Wearing of the Green
Oh, Paddy, dear, and did you hear the news that’s going ’round?
The shamrock is forbid by law to grow on Irish ground;
Saint Patrick’s day no more we’ll keep, his color can’t be seen,
For there’s a bloody law agin’ the Wearin’ o’ the Green.
I met with Napper Tandy and he tuk me by the hand,
And he said, “How’s poor auld Ireland, and how does she stand?”
She’s that most distressful country that ever you have seen,
They’re hanging men and women there for wearing of the green.
Then since the color we must wear is England’s cruel red,
Sure, Ireland’s sons will ne’er forget the blood that they have shed;
You may take the shamrock from your hat, and cast it on the sod,
But ’twill take root and flourish still, tho’ under foot ’tis trod;
When the law can stop the blades of grass from growing as they grow,
And when the leaves in summer time their verdure dare not show,
Then I will change the color I wear in my caubeen,
But till that day, please God, I’ll stick to wearing of the green.
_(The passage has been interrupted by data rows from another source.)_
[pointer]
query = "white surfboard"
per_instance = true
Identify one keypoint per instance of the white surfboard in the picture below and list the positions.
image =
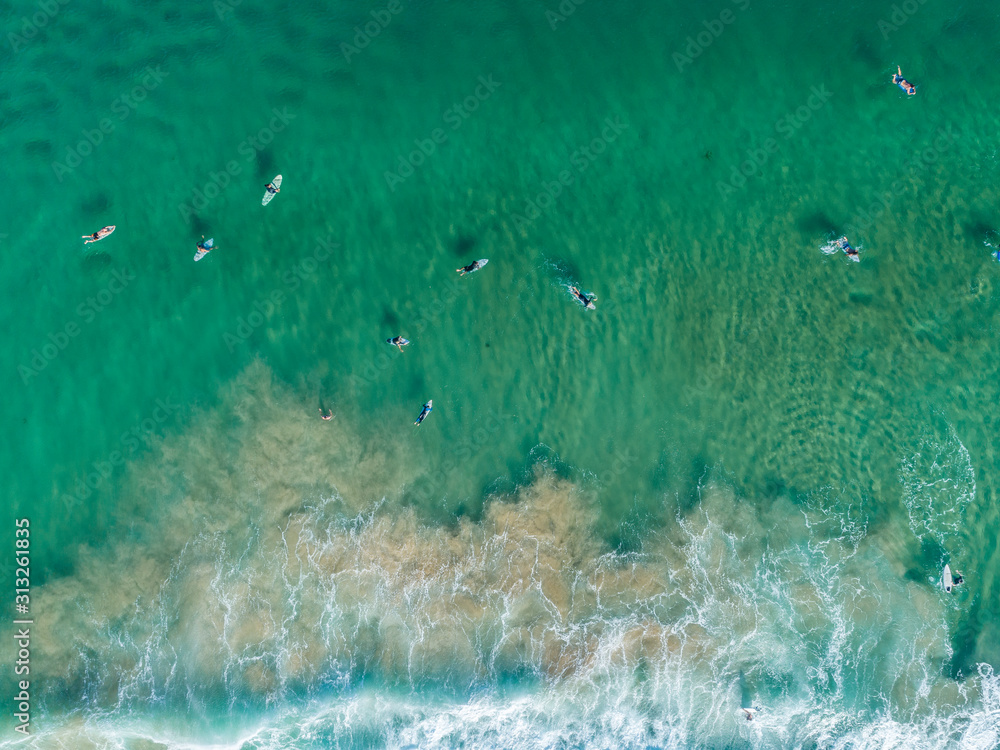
(203, 251)
(947, 583)
(268, 195)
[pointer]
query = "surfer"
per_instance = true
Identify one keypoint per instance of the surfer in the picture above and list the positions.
(473, 266)
(844, 245)
(204, 247)
(398, 341)
(898, 79)
(425, 411)
(583, 299)
(100, 234)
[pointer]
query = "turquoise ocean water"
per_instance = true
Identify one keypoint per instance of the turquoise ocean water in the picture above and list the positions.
(735, 483)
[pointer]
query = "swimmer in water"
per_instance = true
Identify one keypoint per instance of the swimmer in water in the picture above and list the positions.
(844, 245)
(100, 234)
(398, 341)
(424, 412)
(473, 266)
(583, 299)
(898, 79)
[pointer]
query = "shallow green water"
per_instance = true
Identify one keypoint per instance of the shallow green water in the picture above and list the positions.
(784, 447)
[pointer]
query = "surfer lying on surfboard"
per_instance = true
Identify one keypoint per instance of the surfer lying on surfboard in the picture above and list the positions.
(424, 412)
(583, 299)
(204, 247)
(844, 245)
(473, 266)
(100, 234)
(898, 79)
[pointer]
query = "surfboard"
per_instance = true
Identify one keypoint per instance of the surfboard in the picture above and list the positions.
(207, 245)
(101, 234)
(428, 407)
(268, 195)
(947, 582)
(478, 264)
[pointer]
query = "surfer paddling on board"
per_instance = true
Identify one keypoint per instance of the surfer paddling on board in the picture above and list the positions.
(582, 298)
(844, 245)
(898, 79)
(472, 267)
(424, 412)
(204, 247)
(100, 234)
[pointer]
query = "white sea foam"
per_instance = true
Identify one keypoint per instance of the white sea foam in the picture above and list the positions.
(939, 482)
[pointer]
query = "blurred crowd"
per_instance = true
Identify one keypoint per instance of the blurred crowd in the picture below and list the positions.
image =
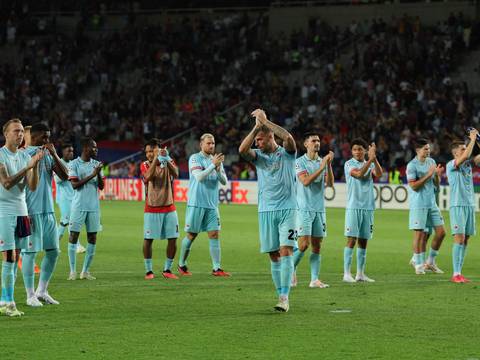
(387, 81)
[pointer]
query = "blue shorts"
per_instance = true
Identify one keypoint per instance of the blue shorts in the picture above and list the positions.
(44, 233)
(359, 223)
(312, 223)
(462, 220)
(277, 228)
(8, 238)
(160, 225)
(91, 219)
(65, 207)
(421, 219)
(198, 220)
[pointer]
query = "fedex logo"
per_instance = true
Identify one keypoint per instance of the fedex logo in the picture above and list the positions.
(235, 194)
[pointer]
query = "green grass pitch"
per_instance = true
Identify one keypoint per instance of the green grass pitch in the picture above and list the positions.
(122, 316)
But if at last our color should be torn from Ireland’s heart
Her sons in shame and sorrow from the dear old soil will part,
I’ve heard whisper of a country that lies far beyant the say,
Where rich and poor stand equal in the light of freedom’s day;
Oh, Erin, must we lave you, driven by a tyrant’s hand,
Must we seek a mother’s welcome from a strange but happy land!
Where the cruel cross of England’s thralldom never shall be seen,
And where, in peace, we’ll live and die, a-wearing of the green.
We have a Minnesota text this month for the long-popular Irish patriotic song “The Wearing of the Green.” Dublin-born stage singer and theatrical innovator Dion Boucicault composed this song in 1865, borrowing the “wearing of the green” refrain, the last half of the first verse and possibly the melody from an existing song dating to the 1798 rebellion. The earlier song, as printed by H. Halliday Sparling in Irish Minstrelsy (c. 1887), has the protagonist fleeing to France where Napoleon himself asks “How is old Ireland and how does she stand?” Boucicault moved the land of refuge to America: the land “far beyant the say, where rich and poor stand equal in the light of freedom’s day.”
Though lovers of traditional songs sometimes lose interest when a song is revealed to have originated on the commercial stage, there is much to be learned and appreciated from the context of these songs. The late, great scholar of Irish-American song Mick Moloney says Boucicault, an international superstar in his day, “single-handedly upgraded the popular image of the Irish male in this country during the 1860s.” At a time when stereotypical, buffooning Irish characters dominated American popular theater, Boucicault was on a crusade against this brand of what Dr. Eoin McKiernan would dub “shamroguery” a century later. Stephen Watt quotes Boucicault as saying:
The fire and energy that consists of dancing around the stage in an expletive manner, and indulging in ridiculous capers and extravagances of language and gesture, form the materials for a clowning character, known as the ‘Stage Irishman,’ which it has been my vocation to abolish.
Watt Stephen. 1991. Joyce, O’Casey and the Irish Popular Theater. 1st ed. Syracuse N.Y: Syracuse University Press.
Minnesota singer Michael Dean sang a few songs that reveled in stereotypes denigrating Irish immigrants alongside many other songs that preserved the dignity of his fellow Irish-Americans. His repertoire is a fascinating blend of older traditional songs and stage hits from his lifetime. He left only the above text for his version of this one so I have adapted it to a version of the usual melody as printed by Alfred Perceval Graves in The Irish Songbook.